Isı ayrıca diğer enerji formlarına dönüştürülebilir. Örneğin, bir buhar türbini, kinetik enerjiyi elektrik enerjisine dönüştüren bir jeneratörü çalıştırmak için ısıyı kinetik enerjiye dönüştürebilir. Bir ampul, bu elektrik enerjisini, bir yüzey tarafından emildiğinde tekrar ısıya dönüştürülen elektromanyetik radyasyona (ışık) dönüştürebilir. Bu süreç boyunca, enerjinin bir kısmı entropiye dönüşür.
Georgia State Üniversitesi’ne göre, bir madde tarafından aktarılan ısı miktarı, hareket halindeki o maddenin atomlarının veya moleküllerinin hızına ve sayısına bağlıdır. Atomlar veya moleküller ne kadar hızlı hareket ederse, sıcaklık o kadar yüksek olur ve hareket halindeki atomlar veya moleküller ne kadar fazlaysa, aktardıkları ısı miktarı o kadar büyük olur.

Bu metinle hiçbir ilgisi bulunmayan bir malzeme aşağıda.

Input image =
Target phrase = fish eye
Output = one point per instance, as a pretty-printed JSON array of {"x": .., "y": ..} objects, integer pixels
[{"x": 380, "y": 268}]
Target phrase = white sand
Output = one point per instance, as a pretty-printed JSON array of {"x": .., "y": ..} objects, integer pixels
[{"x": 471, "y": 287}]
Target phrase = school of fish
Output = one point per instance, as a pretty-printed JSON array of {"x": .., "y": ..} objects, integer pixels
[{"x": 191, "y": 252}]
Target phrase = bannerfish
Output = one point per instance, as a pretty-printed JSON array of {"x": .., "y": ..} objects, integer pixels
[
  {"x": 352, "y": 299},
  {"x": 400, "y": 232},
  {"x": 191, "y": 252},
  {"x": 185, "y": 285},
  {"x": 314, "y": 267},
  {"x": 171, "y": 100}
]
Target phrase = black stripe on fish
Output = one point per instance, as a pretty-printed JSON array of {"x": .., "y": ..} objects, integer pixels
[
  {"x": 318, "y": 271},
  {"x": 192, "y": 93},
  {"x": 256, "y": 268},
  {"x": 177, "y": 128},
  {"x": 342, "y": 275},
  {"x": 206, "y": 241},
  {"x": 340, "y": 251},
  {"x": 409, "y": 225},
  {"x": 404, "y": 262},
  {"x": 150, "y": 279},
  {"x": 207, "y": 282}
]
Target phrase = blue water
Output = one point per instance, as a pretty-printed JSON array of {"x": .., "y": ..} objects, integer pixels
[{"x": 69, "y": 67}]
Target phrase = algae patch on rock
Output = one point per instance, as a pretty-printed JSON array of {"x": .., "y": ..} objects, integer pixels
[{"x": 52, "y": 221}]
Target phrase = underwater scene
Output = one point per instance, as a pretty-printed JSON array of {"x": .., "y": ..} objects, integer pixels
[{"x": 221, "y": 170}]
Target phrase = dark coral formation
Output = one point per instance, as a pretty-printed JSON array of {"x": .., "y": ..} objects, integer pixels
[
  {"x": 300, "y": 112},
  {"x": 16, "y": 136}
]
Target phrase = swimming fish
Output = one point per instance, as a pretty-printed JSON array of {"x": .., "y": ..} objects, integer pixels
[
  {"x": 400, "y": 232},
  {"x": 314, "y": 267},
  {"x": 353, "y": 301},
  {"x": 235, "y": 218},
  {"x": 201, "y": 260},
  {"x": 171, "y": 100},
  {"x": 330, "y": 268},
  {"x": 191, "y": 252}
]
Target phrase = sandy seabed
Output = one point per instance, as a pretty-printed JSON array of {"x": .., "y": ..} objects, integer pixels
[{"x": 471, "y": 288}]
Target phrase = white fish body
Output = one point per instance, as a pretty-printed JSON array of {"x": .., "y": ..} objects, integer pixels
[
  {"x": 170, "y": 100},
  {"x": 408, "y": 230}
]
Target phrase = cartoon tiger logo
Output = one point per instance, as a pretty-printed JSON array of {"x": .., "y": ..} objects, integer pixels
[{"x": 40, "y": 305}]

American Heritage Dictionary’e göre sıcaklık, “standart bir ölçekte belirlenmiş birimler veya dereceler cinsinden ifade edilen, bir madde örneğindeki parçacıkların ortalama kinetik enerjisinin bir ölçüsüdür”. En yaygın olarak kullanılan sıcaklık ölçeği, suyun donma ve kaynama noktalarını temel alan ve sırasıyla 0 C ve 100 C değerlerini atayan Celsius’tur. Fahrenheit ölçeği ayrıca, atanmış değerlere sahip suyun donma ve kaynama noktalarına da dayanır. Sırasıyla 32 derece Fahrenheit ve 212 F.
Bununla birlikte, dünya çapındaki bilim adamları, İskoçya Ulusal Kütüphanesine göre, suyun donma ve kaynama noktalarından ziyade toplam termal enerjiye dayandığından, William Thomson, 1. . Bu ölçek, Celsius ölçeğiyle aynı artışları kullanır; örneğin, 1 C’lik bir sıcaklık değişimi 1 K’ye eşittir. Bununla birlikte, Kelvin ölçeği mutlak sıfırda, yani toplam ısı enerjisinin bulunmadığı sıcaklıkta başlar ve tüm moleküler hareket durur. 0 K sıcaklık eksi 459.67 F veya eksi 273.15 C’ye eşittir.
Özısı
Wolfram Research’e göre, bir maddenin belirli bir kütlesinin sıcaklığını belirli bir miktarda artırmak için gereken ısı miktarına özgül ısı veya özgül ısı kapasitesi denir . Bunun için geleneksel birim Kelvin başına gram başına kaloridir. Kalori, 1 gram suyun sıcaklığını 4 C’de 1 derece yükseltmek için gereken ısı enerjisi miktarı olarak tanımlanır.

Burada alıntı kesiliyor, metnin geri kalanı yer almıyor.